Do induction cooktops interfere with cardiac pacemakers?
- PMID: 16635999
- DOI: 10.1093/europace/eul014
Do induction cooktops interfere with cardiac pacemakers?
Abstract
Aims: In induction cooktops, coils produce time-varying magnetic fields that induce eddy currents in the ferromagnetic bottom of a pot or pan, thereby heating it, while the cooktop itself remains cool. Interference with pacemaker sensing could conceivably be produced by voltages induced directly by induction or indirectly by leakage currents.

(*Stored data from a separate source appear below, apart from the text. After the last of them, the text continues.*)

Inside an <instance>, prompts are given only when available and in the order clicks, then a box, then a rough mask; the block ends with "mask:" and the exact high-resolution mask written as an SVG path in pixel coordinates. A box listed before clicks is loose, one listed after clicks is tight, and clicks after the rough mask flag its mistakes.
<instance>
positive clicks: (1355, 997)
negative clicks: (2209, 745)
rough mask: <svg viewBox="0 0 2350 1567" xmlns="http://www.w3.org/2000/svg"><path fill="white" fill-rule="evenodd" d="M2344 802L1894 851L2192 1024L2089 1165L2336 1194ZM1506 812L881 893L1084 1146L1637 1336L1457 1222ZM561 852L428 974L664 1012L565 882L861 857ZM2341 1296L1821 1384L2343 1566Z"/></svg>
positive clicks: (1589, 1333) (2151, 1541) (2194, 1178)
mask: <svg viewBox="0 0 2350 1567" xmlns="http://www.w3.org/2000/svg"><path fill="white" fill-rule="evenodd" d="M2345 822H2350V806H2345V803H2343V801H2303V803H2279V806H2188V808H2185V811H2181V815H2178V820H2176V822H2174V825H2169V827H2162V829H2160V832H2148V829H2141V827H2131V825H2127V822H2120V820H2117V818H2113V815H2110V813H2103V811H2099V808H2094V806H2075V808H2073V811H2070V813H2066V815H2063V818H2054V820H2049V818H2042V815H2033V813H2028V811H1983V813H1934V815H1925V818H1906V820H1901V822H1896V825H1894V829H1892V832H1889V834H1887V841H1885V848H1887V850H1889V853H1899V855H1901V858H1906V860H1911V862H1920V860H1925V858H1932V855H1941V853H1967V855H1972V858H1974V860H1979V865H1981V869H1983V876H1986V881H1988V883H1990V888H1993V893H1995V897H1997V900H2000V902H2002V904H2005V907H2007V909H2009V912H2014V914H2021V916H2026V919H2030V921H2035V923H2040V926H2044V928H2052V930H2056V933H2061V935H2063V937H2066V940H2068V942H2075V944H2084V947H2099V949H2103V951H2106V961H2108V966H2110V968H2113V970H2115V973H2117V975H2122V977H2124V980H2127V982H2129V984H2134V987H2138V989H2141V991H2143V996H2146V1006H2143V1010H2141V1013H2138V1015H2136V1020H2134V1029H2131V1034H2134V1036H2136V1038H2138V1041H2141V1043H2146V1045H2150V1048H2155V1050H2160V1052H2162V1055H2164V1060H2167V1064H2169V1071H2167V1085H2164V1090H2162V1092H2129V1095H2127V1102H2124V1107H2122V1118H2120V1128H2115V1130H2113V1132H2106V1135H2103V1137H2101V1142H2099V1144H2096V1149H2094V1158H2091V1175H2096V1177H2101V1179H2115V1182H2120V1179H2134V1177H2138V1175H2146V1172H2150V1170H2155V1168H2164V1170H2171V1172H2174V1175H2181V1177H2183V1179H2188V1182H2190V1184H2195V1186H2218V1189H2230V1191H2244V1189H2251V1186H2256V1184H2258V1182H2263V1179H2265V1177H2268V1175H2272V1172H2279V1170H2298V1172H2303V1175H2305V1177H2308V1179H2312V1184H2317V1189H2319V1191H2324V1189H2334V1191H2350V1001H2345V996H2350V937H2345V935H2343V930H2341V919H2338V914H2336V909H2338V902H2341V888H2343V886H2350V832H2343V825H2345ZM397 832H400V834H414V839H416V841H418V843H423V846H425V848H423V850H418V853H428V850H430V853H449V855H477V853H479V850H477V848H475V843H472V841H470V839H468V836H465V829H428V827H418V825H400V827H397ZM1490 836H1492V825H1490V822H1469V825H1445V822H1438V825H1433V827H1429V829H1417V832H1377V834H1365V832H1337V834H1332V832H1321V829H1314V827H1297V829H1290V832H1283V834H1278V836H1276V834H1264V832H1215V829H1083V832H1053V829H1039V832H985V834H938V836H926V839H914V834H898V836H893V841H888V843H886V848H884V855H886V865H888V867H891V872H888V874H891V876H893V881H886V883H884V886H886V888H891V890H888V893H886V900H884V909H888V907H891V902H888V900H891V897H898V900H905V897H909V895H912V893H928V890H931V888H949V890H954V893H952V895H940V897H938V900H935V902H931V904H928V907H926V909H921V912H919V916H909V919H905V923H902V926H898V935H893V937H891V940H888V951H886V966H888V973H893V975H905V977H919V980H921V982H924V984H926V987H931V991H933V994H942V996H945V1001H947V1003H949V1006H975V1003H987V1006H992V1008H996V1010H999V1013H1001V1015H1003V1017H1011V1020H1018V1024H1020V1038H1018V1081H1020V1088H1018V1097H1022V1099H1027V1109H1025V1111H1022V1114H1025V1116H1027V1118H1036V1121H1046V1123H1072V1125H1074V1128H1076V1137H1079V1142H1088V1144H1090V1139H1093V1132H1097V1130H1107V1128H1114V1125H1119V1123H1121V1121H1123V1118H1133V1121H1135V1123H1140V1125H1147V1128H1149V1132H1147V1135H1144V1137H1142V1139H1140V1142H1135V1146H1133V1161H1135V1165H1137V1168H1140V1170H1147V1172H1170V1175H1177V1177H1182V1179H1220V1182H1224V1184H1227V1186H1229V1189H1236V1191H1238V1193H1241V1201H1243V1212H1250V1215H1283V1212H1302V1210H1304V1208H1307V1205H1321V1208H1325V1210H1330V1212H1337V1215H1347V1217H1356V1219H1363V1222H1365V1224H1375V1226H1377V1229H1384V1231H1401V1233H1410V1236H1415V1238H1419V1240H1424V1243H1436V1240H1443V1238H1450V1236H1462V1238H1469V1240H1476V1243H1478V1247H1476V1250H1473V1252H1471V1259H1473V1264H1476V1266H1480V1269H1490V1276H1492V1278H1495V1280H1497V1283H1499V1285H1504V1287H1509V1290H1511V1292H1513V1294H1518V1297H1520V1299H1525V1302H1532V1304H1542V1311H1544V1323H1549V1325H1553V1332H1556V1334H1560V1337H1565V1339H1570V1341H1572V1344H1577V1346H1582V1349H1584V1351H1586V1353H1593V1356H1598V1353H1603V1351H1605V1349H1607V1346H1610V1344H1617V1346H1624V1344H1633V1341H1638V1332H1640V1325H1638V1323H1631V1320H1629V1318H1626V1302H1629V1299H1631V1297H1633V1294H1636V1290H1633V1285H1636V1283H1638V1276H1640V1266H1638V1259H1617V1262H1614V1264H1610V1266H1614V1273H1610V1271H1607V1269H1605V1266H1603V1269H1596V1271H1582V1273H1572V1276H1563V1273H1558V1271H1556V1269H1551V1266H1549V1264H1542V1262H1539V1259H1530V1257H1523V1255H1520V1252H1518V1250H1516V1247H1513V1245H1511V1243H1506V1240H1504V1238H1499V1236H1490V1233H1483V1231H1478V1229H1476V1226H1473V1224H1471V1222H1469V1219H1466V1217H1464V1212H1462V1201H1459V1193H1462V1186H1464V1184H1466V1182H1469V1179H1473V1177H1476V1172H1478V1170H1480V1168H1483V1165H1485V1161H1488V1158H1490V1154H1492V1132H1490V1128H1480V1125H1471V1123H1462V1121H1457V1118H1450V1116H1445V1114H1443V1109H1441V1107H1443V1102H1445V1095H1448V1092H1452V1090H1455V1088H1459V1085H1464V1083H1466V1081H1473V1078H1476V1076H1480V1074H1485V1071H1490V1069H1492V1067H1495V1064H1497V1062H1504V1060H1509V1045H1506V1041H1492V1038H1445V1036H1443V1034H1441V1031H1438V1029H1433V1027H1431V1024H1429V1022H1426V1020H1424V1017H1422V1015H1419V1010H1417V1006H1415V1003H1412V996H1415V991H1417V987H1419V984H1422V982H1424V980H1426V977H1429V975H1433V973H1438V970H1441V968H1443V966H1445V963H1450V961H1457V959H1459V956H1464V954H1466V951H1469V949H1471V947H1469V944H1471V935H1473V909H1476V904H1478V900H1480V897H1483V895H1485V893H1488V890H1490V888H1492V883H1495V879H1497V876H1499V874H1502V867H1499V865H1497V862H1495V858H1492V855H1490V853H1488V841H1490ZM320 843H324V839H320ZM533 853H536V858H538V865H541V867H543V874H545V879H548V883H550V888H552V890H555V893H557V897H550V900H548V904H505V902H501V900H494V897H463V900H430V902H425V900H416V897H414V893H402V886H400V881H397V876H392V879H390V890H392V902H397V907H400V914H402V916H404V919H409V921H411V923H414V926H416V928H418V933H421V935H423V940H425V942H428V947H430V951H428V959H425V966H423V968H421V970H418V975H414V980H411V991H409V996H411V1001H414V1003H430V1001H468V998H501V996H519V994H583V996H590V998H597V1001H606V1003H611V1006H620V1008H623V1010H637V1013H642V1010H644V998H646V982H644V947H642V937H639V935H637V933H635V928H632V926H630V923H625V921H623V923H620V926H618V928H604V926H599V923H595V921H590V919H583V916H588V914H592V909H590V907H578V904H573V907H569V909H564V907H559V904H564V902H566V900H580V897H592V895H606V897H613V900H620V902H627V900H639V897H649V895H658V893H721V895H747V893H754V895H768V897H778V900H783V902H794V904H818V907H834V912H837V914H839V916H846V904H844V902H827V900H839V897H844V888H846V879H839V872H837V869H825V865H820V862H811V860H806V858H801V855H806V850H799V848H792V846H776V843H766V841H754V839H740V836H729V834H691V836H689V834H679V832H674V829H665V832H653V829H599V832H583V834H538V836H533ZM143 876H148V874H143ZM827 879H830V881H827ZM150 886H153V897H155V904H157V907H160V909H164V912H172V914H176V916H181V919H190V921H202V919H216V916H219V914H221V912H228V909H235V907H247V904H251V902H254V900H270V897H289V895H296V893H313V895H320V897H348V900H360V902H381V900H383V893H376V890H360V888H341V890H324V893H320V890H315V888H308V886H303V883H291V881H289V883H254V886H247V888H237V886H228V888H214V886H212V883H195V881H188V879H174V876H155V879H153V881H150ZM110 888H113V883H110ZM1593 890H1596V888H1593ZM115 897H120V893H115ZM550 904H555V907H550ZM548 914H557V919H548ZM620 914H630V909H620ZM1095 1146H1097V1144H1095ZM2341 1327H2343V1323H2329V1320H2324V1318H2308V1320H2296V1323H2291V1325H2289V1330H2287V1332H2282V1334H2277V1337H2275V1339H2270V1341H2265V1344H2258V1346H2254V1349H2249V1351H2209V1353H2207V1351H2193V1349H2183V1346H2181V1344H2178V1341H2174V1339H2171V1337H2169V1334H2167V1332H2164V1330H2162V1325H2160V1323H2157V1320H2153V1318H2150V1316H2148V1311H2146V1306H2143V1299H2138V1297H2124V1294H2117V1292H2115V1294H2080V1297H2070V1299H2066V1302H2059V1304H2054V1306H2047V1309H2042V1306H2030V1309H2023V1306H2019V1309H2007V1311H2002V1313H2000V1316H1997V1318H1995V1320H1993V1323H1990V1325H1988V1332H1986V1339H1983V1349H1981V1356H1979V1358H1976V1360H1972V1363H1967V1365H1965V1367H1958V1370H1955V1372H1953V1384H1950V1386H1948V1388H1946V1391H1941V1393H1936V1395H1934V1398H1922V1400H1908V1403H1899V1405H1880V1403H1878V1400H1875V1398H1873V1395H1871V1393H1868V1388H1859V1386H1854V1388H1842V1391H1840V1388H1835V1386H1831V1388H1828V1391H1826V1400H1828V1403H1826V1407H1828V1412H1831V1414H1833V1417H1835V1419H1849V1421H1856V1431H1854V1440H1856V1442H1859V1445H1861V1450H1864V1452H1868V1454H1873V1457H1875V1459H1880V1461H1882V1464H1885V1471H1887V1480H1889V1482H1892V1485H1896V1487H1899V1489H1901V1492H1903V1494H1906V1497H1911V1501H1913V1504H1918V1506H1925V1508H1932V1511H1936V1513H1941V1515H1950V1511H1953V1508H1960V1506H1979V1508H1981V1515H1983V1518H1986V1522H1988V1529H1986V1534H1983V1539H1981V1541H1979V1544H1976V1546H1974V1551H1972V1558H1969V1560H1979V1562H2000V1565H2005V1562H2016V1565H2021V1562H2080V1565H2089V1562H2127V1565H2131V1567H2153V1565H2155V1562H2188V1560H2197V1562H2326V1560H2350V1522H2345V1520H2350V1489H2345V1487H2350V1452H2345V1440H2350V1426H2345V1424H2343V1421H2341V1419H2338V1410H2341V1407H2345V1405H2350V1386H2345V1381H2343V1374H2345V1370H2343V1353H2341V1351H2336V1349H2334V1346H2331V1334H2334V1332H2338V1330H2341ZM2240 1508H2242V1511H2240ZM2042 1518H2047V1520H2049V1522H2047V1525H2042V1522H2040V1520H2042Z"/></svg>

Methods and results: A worst-case pacemaker-patient (PP) model representing left-sided implantation of a unipolar pacemaker was used for measurement of induced voltages, to judge whether induction cooktops could interfere with pacemaker sensing. Eleven induction cooktops of European manufacture were tested using the PP model. The pacemaker sensitivity with respect to 24 kHz voltages, amplitude-modulated at 100 Hz, was investigated in 244 devices. The current passing through the body of a grounded patient touching a metal pot was determined by measuring the voltage from hand to hand and between electrodes placed on the thorax to simulate an implanted unipolar pacing system underneath. The results obtained were complex. If the pot is positioned concentrically with the induction coil, the smallest pot produced the largest stray field, but the induced voltage always remained below the critical value of 100 mV. With eccentrically positioned large pots, voltages of up to 800 mV could be induced. The induced voltage could always be reduced to </=60 mV by maintaining a distance of 35 cm. The most sensitive pacemaker reacted at 90.5 mV. Because of leakage current, approximately 2% of the voltage between pot and ground appears across the pacemaker's sensing input.
Conclusion: Patients are at risk if the implant is unipolar and left-sided, if they stand as close as possible to the induction cooktop, and if the pot is not concentric with the induction coil. Unipolar pacing systems can sense interference generated by leakage currents if the patient touches the pot for a long period of time. The most likely response to interference is switching to an asynchronous interference mode. Patients with unipolar pacemakers are at risk only if they are not pacemaker-dependent.